The skillset I am least satisfied with is the application of the Category Theory to Algebraic Geometry. The thing is that Category Theory itself, within the context of the course, seems quite trivial. The example solutions make not much use of it, and its use was marginal in the homework.
However, exam papers of previous years appear to require some relatively advanced and dense juggling of things like fibre products, exactness of functors, and limits -- and at least more advanced than I am prepared for. I seem to lack the required intuition to use these formalisms effectively.
It seems that there is more emphasis on Category Theory in those exam problems than in Hartshorne.
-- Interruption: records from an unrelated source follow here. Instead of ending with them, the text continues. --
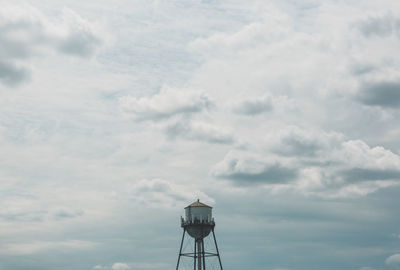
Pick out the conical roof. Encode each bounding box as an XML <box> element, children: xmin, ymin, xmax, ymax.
<box><xmin>185</xmin><ymin>199</ymin><xmax>212</xmax><ymax>208</ymax></box>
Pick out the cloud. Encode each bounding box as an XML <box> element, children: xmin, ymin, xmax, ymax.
<box><xmin>233</xmin><ymin>94</ymin><xmax>294</xmax><ymax>116</ymax></box>
<box><xmin>270</xmin><ymin>126</ymin><xmax>344</xmax><ymax>157</ymax></box>
<box><xmin>165</xmin><ymin>119</ymin><xmax>234</xmax><ymax>144</ymax></box>
<box><xmin>340</xmin><ymin>168</ymin><xmax>400</xmax><ymax>182</ymax></box>
<box><xmin>55</xmin><ymin>9</ymin><xmax>102</xmax><ymax>57</ymax></box>
<box><xmin>0</xmin><ymin>61</ymin><xmax>30</xmax><ymax>86</ymax></box>
<box><xmin>386</xmin><ymin>254</ymin><xmax>400</xmax><ymax>265</ymax></box>
<box><xmin>357</xmin><ymin>80</ymin><xmax>400</xmax><ymax>108</ymax></box>
<box><xmin>0</xmin><ymin>5</ymin><xmax>102</xmax><ymax>86</ymax></box>
<box><xmin>356</xmin><ymin>13</ymin><xmax>400</xmax><ymax>38</ymax></box>
<box><xmin>120</xmin><ymin>86</ymin><xmax>213</xmax><ymax>121</ymax></box>
<box><xmin>189</xmin><ymin>10</ymin><xmax>292</xmax><ymax>57</ymax></box>
<box><xmin>112</xmin><ymin>263</ymin><xmax>130</xmax><ymax>270</ymax></box>
<box><xmin>129</xmin><ymin>179</ymin><xmax>214</xmax><ymax>208</ymax></box>
<box><xmin>214</xmin><ymin>151</ymin><xmax>297</xmax><ymax>184</ymax></box>
<box><xmin>213</xmin><ymin>126</ymin><xmax>400</xmax><ymax>196</ymax></box>
<box><xmin>232</xmin><ymin>95</ymin><xmax>274</xmax><ymax>115</ymax></box>
<box><xmin>52</xmin><ymin>208</ymin><xmax>84</xmax><ymax>220</ymax></box>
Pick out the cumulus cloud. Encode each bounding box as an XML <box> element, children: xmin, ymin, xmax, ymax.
<box><xmin>213</xmin><ymin>126</ymin><xmax>400</xmax><ymax>197</ymax></box>
<box><xmin>0</xmin><ymin>5</ymin><xmax>102</xmax><ymax>86</ymax></box>
<box><xmin>165</xmin><ymin>119</ymin><xmax>234</xmax><ymax>144</ymax></box>
<box><xmin>120</xmin><ymin>86</ymin><xmax>213</xmax><ymax>121</ymax></box>
<box><xmin>386</xmin><ymin>254</ymin><xmax>400</xmax><ymax>265</ymax></box>
<box><xmin>214</xmin><ymin>151</ymin><xmax>297</xmax><ymax>184</ymax></box>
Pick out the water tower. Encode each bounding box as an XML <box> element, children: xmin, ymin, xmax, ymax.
<box><xmin>176</xmin><ymin>199</ymin><xmax>223</xmax><ymax>270</ymax></box>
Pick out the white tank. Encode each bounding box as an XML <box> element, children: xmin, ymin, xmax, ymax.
<box><xmin>184</xmin><ymin>199</ymin><xmax>212</xmax><ymax>223</ymax></box>
<box><xmin>183</xmin><ymin>200</ymin><xmax>213</xmax><ymax>239</ymax></box>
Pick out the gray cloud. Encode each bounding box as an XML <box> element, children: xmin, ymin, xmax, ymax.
<box><xmin>356</xmin><ymin>14</ymin><xmax>400</xmax><ymax>38</ymax></box>
<box><xmin>52</xmin><ymin>208</ymin><xmax>84</xmax><ymax>220</ymax></box>
<box><xmin>0</xmin><ymin>6</ymin><xmax>102</xmax><ymax>86</ymax></box>
<box><xmin>56</xmin><ymin>9</ymin><xmax>102</xmax><ymax>57</ymax></box>
<box><xmin>58</xmin><ymin>31</ymin><xmax>100</xmax><ymax>57</ymax></box>
<box><xmin>218</xmin><ymin>163</ymin><xmax>297</xmax><ymax>184</ymax></box>
<box><xmin>349</xmin><ymin>62</ymin><xmax>376</xmax><ymax>76</ymax></box>
<box><xmin>275</xmin><ymin>135</ymin><xmax>322</xmax><ymax>157</ymax></box>
<box><xmin>270</xmin><ymin>126</ymin><xmax>343</xmax><ymax>158</ymax></box>
<box><xmin>357</xmin><ymin>81</ymin><xmax>400</xmax><ymax>108</ymax></box>
<box><xmin>233</xmin><ymin>96</ymin><xmax>273</xmax><ymax>115</ymax></box>
<box><xmin>0</xmin><ymin>211</ymin><xmax>45</xmax><ymax>222</ymax></box>
<box><xmin>165</xmin><ymin>119</ymin><xmax>234</xmax><ymax>144</ymax></box>
<box><xmin>341</xmin><ymin>168</ymin><xmax>400</xmax><ymax>182</ymax></box>
<box><xmin>214</xmin><ymin>153</ymin><xmax>297</xmax><ymax>184</ymax></box>
<box><xmin>232</xmin><ymin>95</ymin><xmax>293</xmax><ymax>116</ymax></box>
<box><xmin>0</xmin><ymin>61</ymin><xmax>30</xmax><ymax>86</ymax></box>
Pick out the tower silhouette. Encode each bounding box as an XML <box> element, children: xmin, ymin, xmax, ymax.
<box><xmin>176</xmin><ymin>200</ymin><xmax>223</xmax><ymax>270</ymax></box>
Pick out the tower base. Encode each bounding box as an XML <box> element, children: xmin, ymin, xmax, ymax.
<box><xmin>176</xmin><ymin>227</ymin><xmax>223</xmax><ymax>270</ymax></box>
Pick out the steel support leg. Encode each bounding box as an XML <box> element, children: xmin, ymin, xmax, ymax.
<box><xmin>176</xmin><ymin>229</ymin><xmax>186</xmax><ymax>270</ymax></box>
<box><xmin>212</xmin><ymin>229</ymin><xmax>223</xmax><ymax>270</ymax></box>
<box><xmin>197</xmin><ymin>240</ymin><xmax>202</xmax><ymax>270</ymax></box>
<box><xmin>194</xmin><ymin>237</ymin><xmax>197</xmax><ymax>270</ymax></box>
<box><xmin>201</xmin><ymin>239</ymin><xmax>206</xmax><ymax>270</ymax></box>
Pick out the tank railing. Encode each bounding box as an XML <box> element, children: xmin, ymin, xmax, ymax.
<box><xmin>181</xmin><ymin>216</ymin><xmax>215</xmax><ymax>226</ymax></box>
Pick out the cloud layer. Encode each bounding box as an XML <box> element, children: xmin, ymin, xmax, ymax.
<box><xmin>0</xmin><ymin>5</ymin><xmax>102</xmax><ymax>86</ymax></box>
<box><xmin>1</xmin><ymin>1</ymin><xmax>400</xmax><ymax>270</ymax></box>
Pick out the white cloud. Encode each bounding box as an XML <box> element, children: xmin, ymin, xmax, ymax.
<box><xmin>386</xmin><ymin>254</ymin><xmax>400</xmax><ymax>265</ymax></box>
<box><xmin>213</xmin><ymin>126</ymin><xmax>400</xmax><ymax>197</ymax></box>
<box><xmin>112</xmin><ymin>263</ymin><xmax>130</xmax><ymax>270</ymax></box>
<box><xmin>93</xmin><ymin>265</ymin><xmax>106</xmax><ymax>270</ymax></box>
<box><xmin>120</xmin><ymin>86</ymin><xmax>213</xmax><ymax>121</ymax></box>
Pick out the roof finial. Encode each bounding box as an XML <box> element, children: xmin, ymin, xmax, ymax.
<box><xmin>197</xmin><ymin>198</ymin><xmax>200</xmax><ymax>202</ymax></box>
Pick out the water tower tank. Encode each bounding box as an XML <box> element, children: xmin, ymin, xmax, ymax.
<box><xmin>182</xmin><ymin>199</ymin><xmax>213</xmax><ymax>239</ymax></box>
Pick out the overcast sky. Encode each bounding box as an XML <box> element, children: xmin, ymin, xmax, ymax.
<box><xmin>1</xmin><ymin>0</ymin><xmax>400</xmax><ymax>270</ymax></box>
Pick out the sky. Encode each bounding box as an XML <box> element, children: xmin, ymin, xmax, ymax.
<box><xmin>1</xmin><ymin>0</ymin><xmax>400</xmax><ymax>270</ymax></box>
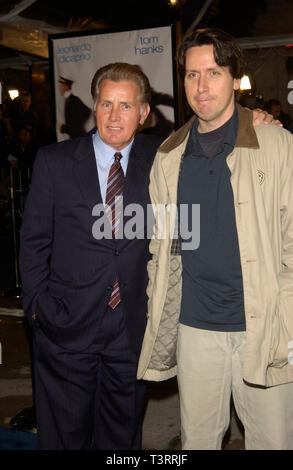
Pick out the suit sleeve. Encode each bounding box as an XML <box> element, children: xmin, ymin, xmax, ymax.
<box><xmin>19</xmin><ymin>147</ymin><xmax>54</xmax><ymax>326</ymax></box>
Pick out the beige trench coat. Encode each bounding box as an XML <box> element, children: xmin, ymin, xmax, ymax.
<box><xmin>137</xmin><ymin>105</ymin><xmax>293</xmax><ymax>388</ymax></box>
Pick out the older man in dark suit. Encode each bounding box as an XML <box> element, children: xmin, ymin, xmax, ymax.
<box><xmin>19</xmin><ymin>63</ymin><xmax>163</xmax><ymax>450</ymax></box>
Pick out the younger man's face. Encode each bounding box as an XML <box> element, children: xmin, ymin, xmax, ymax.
<box><xmin>184</xmin><ymin>44</ymin><xmax>240</xmax><ymax>133</ymax></box>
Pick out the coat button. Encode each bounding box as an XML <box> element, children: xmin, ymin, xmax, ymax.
<box><xmin>115</xmin><ymin>249</ymin><xmax>119</xmax><ymax>256</ymax></box>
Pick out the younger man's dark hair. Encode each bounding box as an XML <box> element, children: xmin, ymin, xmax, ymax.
<box><xmin>177</xmin><ymin>28</ymin><xmax>246</xmax><ymax>80</ymax></box>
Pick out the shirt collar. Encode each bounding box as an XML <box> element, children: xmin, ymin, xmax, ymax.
<box><xmin>186</xmin><ymin>106</ymin><xmax>238</xmax><ymax>157</ymax></box>
<box><xmin>92</xmin><ymin>130</ymin><xmax>133</xmax><ymax>171</ymax></box>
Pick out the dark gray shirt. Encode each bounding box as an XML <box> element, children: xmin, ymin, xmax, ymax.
<box><xmin>178</xmin><ymin>108</ymin><xmax>246</xmax><ymax>332</ymax></box>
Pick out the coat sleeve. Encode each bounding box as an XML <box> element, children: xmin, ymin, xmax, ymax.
<box><xmin>146</xmin><ymin>152</ymin><xmax>164</xmax><ymax>305</ymax></box>
<box><xmin>279</xmin><ymin>131</ymin><xmax>293</xmax><ymax>307</ymax></box>
<box><xmin>19</xmin><ymin>147</ymin><xmax>54</xmax><ymax>326</ymax></box>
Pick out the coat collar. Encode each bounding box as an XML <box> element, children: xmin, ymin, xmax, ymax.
<box><xmin>158</xmin><ymin>104</ymin><xmax>259</xmax><ymax>154</ymax></box>
<box><xmin>235</xmin><ymin>104</ymin><xmax>259</xmax><ymax>149</ymax></box>
<box><xmin>158</xmin><ymin>104</ymin><xmax>260</xmax><ymax>206</ymax></box>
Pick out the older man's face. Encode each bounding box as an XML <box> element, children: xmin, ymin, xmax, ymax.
<box><xmin>96</xmin><ymin>79</ymin><xmax>150</xmax><ymax>150</ymax></box>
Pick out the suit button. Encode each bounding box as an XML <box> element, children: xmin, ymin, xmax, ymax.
<box><xmin>115</xmin><ymin>249</ymin><xmax>119</xmax><ymax>256</ymax></box>
<box><xmin>106</xmin><ymin>285</ymin><xmax>112</xmax><ymax>291</ymax></box>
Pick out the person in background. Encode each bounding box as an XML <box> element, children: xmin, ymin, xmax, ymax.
<box><xmin>266</xmin><ymin>98</ymin><xmax>293</xmax><ymax>133</ymax></box>
<box><xmin>10</xmin><ymin>91</ymin><xmax>37</xmax><ymax>139</ymax></box>
<box><xmin>7</xmin><ymin>125</ymin><xmax>36</xmax><ymax>171</ymax></box>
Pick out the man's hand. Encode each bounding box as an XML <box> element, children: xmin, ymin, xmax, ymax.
<box><xmin>252</xmin><ymin>108</ymin><xmax>283</xmax><ymax>127</ymax></box>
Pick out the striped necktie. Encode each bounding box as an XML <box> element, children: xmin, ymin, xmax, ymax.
<box><xmin>105</xmin><ymin>152</ymin><xmax>124</xmax><ymax>309</ymax></box>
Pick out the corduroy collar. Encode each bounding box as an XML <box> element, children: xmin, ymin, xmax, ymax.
<box><xmin>159</xmin><ymin>104</ymin><xmax>259</xmax><ymax>154</ymax></box>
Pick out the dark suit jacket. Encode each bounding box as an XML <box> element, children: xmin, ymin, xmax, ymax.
<box><xmin>19</xmin><ymin>131</ymin><xmax>163</xmax><ymax>352</ymax></box>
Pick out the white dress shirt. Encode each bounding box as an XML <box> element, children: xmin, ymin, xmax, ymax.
<box><xmin>92</xmin><ymin>131</ymin><xmax>133</xmax><ymax>204</ymax></box>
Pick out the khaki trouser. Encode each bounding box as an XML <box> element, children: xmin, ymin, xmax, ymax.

I have tried doing problems in Category Theory as well as going over with pen and paper of more advanced problems relevant to the issue, but I don't appear to make much progress because although I may understand how a solution of a more advanced problem works technically, my intuition is not substantially improved.
I am actually a quite bright person (measured by practically everything else, anyway), and I think that there must be an optimal strategy to address the issue. Also, I think that the problem I am experiencing is encountered by many students studying Algebraic Geometry.
So I would like to ask for advice on a strategy to approach this problem. Perhaps there are specific references and/or problem sets that can be recommended.
 A: I think the introductory part of Ravi Vakil's FOA book might be helpful. It took me sometime to finish all the execrises carefully, at least. He covered more advanced topics later in the book, which I have not reached so far. It is easy to make a list of topics or reference books(Weibel, Osbourne, Hilton, etc), but I guess the point is to see concrete examples and practice. 
A: Nothing can be more fertile and instructive than a careful reading through the classic book Categories for the working mathematician by S. Mac Lane. I think the key concept is that of an adjunction and (closely related) of a representable functor, because it literally appears all over the place in algebraic geometry. One motivating example is that the direct image functor $f_*$ is right adjoint to the pullback functor $f^*$. Using that, you can deduce easily that $f^*$ commutes with colimits without having to delve into the specific construction of $f^*$ since it is a general fact that left adjoints preserve colimits. All these type of general facts are contained in Mac Lane's book. An alternative is the book Sheaves in geometry and logic by Mac Lane and Moerdijk, which focusses on algebraic geometry and logic. It has the advantage of explaining everything in great detail, especially the notion of a sheaf, but this may also distract you from algebraic geometry a little bit too much. For sheaf cohomology one needs quite a bit of homological algebra, for which Weibel's book is one standard reference, but I think that usually texts on algebraic geometry already explain this in full detail (except perhaps for spectral sequences, which I had only understood after reading Grothendieck's treatment in EGA). You might be also interested in functorial algebraic geometry, which offers a quite natural and easy definition of schemes, their morphisms, quasi-coherent modules etc., see here for some sources.